FLL teams are judged on the following criteria (taken from the FIRST Robot Design Rubrics)[1]:

  • IDENTIFY - Team had a clearly defined mission strategy and explored building and coding skills they needed.
  • DESIGN - Team produced innovative designs and a clear work plan, seeking guidance as needed.
  • CREATE - Team developed an effective robot and code solution matching their mission strategy.
  • ITERATE - Team repeatedly tested their robot and code to identify areas for improvement and incorporated the findings into their current solution.
  • COMMUNICATE - Team’s explanation of the robot design process was effective and showed how all team members have been involved.

Possible Judge Questions

  • How did you decide which missions to do?
  • What improvements did you make over the season?
  • Who did which missions?
  • Did everyone program, or just a few team members?
  • How did you come up with the design for X attachment?

Tips

Robot Design
  • Decide which missions to do and in what order within the first few weeks of the season and document why those choices were made.
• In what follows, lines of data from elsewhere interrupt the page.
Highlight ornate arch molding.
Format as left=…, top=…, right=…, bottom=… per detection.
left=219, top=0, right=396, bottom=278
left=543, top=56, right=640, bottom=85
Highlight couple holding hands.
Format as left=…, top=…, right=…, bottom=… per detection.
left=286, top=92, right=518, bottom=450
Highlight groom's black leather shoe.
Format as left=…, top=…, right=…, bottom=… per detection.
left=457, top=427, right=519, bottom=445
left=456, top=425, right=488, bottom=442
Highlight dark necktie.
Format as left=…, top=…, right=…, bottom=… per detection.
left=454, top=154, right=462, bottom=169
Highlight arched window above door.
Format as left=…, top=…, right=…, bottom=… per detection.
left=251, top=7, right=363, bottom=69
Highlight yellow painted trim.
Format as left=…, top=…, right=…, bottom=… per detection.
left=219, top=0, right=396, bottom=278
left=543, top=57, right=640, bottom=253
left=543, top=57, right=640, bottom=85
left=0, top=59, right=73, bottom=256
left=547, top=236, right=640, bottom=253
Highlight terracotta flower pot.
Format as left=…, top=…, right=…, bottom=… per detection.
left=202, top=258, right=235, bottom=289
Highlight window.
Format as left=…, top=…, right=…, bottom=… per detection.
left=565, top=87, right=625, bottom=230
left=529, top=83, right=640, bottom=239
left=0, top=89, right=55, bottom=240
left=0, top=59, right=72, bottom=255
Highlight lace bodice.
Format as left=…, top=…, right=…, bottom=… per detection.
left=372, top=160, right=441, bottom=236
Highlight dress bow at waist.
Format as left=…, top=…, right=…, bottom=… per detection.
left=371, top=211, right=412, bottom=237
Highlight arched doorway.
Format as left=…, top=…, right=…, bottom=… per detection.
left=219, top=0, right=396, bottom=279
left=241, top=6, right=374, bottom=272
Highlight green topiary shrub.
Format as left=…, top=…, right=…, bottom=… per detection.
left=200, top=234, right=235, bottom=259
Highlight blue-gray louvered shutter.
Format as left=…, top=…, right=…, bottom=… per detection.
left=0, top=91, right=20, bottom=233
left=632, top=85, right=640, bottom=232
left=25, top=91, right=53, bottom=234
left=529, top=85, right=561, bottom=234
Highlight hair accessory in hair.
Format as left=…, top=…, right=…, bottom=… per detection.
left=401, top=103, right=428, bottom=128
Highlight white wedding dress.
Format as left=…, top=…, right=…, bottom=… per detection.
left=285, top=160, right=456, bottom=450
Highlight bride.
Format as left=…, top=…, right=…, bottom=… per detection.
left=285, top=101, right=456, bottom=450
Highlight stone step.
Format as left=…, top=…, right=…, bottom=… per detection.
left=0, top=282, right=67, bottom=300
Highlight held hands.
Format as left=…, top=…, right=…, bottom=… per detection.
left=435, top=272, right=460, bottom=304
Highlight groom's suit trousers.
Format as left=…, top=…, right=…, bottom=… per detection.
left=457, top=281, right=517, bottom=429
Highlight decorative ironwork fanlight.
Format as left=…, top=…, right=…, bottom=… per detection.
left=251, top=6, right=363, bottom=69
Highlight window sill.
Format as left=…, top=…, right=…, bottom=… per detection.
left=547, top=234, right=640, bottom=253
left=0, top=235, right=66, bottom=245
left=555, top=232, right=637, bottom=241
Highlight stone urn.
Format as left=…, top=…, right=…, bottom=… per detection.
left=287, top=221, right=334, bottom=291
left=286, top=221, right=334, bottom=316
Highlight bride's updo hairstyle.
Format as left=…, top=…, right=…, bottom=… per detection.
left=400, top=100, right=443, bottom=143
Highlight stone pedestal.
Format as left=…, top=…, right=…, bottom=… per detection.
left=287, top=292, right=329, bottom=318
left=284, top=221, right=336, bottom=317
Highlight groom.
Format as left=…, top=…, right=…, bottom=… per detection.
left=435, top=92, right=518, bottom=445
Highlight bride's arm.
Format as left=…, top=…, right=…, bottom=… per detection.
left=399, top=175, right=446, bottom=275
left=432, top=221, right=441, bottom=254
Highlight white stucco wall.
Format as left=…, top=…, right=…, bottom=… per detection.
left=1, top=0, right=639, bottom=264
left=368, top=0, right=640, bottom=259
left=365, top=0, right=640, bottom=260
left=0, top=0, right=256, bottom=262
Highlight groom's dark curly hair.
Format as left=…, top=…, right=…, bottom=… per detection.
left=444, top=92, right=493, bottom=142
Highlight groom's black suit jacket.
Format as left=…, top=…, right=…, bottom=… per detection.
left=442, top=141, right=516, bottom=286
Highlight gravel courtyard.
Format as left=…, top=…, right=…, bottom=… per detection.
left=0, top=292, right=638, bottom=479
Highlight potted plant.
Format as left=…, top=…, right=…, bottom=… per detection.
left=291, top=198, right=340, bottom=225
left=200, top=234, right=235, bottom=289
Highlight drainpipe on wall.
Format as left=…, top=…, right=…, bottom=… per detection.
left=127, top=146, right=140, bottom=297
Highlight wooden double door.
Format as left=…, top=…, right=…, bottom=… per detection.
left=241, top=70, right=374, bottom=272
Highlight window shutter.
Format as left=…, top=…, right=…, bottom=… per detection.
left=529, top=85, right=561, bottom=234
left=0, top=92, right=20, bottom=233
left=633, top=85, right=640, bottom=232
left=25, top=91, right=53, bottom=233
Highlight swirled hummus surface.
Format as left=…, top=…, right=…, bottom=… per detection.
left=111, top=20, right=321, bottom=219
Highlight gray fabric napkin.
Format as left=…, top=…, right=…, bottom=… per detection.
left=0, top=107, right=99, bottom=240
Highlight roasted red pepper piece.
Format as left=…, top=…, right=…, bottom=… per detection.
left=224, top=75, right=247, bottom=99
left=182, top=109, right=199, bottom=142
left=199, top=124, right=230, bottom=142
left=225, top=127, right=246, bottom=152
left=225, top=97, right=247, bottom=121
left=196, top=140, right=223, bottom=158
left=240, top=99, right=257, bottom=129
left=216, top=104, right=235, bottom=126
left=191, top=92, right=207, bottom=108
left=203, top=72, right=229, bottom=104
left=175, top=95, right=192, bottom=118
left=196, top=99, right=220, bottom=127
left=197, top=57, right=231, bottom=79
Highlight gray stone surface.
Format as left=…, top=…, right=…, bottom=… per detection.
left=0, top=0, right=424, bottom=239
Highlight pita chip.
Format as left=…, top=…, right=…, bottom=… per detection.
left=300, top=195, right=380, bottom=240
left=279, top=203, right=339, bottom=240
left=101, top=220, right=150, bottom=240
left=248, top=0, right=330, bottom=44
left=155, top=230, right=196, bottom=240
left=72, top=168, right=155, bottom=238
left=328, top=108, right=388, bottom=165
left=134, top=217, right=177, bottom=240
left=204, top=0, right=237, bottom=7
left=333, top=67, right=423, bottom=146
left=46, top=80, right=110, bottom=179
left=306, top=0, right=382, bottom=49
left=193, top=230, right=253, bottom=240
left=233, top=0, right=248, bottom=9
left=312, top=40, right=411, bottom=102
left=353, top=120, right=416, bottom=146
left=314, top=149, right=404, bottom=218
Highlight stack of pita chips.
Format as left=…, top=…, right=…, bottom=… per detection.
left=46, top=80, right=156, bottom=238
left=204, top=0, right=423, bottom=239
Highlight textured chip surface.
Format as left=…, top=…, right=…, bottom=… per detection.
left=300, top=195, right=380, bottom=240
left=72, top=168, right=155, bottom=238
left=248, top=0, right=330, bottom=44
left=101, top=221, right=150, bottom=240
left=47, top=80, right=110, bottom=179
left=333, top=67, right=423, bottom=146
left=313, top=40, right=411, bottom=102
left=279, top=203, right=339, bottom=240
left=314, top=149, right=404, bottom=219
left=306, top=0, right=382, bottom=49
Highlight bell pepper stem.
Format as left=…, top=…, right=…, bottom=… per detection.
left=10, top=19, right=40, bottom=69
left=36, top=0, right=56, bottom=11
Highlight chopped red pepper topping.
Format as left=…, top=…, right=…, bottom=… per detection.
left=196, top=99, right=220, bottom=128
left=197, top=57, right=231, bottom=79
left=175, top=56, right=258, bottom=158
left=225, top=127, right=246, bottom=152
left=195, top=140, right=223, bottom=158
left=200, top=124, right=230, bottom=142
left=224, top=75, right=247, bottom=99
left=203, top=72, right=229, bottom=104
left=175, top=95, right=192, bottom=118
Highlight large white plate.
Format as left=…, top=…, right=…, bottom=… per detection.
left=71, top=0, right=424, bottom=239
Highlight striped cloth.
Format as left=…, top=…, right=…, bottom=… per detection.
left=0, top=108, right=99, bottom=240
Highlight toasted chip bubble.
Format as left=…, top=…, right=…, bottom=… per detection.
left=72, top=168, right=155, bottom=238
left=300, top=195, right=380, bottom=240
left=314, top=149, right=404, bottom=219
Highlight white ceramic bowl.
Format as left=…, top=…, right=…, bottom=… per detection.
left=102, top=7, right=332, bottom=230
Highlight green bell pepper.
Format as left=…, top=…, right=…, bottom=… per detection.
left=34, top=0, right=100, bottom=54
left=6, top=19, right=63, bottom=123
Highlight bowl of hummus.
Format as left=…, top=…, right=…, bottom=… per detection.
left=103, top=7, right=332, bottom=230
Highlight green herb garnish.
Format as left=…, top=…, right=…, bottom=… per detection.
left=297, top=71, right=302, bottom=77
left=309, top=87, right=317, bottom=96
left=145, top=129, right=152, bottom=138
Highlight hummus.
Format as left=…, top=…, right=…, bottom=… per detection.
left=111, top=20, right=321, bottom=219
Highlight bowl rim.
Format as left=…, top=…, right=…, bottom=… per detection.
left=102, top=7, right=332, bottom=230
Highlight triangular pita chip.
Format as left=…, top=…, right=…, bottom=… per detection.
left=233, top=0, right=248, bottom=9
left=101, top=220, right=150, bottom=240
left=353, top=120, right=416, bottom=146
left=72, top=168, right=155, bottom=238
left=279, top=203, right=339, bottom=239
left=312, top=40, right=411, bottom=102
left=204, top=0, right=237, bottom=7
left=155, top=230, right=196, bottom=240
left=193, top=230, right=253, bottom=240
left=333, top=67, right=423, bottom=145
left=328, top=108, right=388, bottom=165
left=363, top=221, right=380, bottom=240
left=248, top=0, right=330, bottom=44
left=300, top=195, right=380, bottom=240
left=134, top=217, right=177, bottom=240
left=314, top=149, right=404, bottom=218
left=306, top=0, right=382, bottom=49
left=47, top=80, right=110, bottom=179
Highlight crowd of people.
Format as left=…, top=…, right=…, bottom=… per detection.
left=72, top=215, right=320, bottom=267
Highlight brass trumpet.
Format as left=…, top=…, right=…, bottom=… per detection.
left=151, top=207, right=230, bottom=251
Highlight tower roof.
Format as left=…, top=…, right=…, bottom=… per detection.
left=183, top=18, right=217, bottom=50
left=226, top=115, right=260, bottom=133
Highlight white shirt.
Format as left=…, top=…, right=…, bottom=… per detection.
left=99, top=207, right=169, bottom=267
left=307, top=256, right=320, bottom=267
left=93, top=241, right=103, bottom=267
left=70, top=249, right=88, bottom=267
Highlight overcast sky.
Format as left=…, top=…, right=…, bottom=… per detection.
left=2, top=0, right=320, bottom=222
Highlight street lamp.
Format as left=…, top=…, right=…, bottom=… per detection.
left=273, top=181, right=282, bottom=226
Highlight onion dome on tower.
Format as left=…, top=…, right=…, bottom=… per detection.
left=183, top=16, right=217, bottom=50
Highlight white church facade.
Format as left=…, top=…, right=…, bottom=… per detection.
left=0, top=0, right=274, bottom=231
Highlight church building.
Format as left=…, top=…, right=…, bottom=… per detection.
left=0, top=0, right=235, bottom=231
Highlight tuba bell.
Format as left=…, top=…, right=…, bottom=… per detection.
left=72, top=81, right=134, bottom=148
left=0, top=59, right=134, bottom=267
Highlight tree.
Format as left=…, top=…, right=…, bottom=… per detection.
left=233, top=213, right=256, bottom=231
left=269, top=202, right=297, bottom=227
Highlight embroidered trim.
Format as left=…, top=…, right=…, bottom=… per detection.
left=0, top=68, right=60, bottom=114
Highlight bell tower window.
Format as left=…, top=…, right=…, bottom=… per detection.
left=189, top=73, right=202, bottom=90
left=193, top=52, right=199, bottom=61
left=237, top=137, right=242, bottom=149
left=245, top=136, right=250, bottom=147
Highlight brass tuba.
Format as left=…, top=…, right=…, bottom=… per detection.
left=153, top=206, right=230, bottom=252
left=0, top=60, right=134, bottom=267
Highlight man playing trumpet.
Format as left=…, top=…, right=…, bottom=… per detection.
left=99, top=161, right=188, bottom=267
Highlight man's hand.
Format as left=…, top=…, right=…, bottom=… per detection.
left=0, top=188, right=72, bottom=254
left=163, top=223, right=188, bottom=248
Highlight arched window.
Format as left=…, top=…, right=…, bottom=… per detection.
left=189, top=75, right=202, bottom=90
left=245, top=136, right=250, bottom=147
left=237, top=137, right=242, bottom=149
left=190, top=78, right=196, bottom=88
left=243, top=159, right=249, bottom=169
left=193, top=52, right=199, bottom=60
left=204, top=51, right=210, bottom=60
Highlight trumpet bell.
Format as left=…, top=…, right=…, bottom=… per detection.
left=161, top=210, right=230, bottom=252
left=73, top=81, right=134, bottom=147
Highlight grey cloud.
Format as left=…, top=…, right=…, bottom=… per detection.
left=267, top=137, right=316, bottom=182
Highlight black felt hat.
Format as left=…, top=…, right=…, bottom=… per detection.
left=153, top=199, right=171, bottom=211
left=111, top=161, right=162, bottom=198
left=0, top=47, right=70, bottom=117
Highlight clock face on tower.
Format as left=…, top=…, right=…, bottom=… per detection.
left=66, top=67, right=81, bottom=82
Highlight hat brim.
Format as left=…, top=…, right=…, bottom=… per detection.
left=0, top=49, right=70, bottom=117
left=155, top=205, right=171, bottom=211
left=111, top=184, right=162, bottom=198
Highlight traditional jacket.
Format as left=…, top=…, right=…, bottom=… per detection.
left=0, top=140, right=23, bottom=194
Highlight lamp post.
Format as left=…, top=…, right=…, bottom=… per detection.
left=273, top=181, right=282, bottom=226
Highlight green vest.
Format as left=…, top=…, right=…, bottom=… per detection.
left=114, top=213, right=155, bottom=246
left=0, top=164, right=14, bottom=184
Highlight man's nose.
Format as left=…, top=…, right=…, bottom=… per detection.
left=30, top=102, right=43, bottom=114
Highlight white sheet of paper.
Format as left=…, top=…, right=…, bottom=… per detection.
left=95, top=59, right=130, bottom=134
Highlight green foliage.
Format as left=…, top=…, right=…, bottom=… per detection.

This is game strategy, and the judges want to hear about these decisions. Coaches should keep reminding the team about these decisions so that they are able to describe them at the competition. It is easy to forget the reason for these decisions when the season goes on for a few months.
  • Keep as many failed attachments as possible. Judges like to see what the team tried and what improvements were made.
  • Understand the Engineering Process and be able to describe it. Many teams are already using the process, but don’t know it. If a team is able to describe what they did in the context of the Engineering Process, they will be well prepared for the competition.
Programming
  • Use MyBlocks where appropriate. MyBlocks help with reusability and code organization.
  • Understand what the reusability is and how MyBlocks helped with it.
  • For code organization, MyBlocks help to group operations together so the code isn't one super long list of blocks
  • Add comments to the code, but don’t describe what the code is doing; instead, describe what it is for (i.e. why the robot is doing it). Judges can understand what the blocks do, but they don’t always understand why the block is there. Comments help the judges understand the objectives and also reminds team members about talking points during judging.

Additional Resources

References

  1. "FLL Challenge Rubrics" (pdf). firstinspires.org. Retrieved 1 July 2021.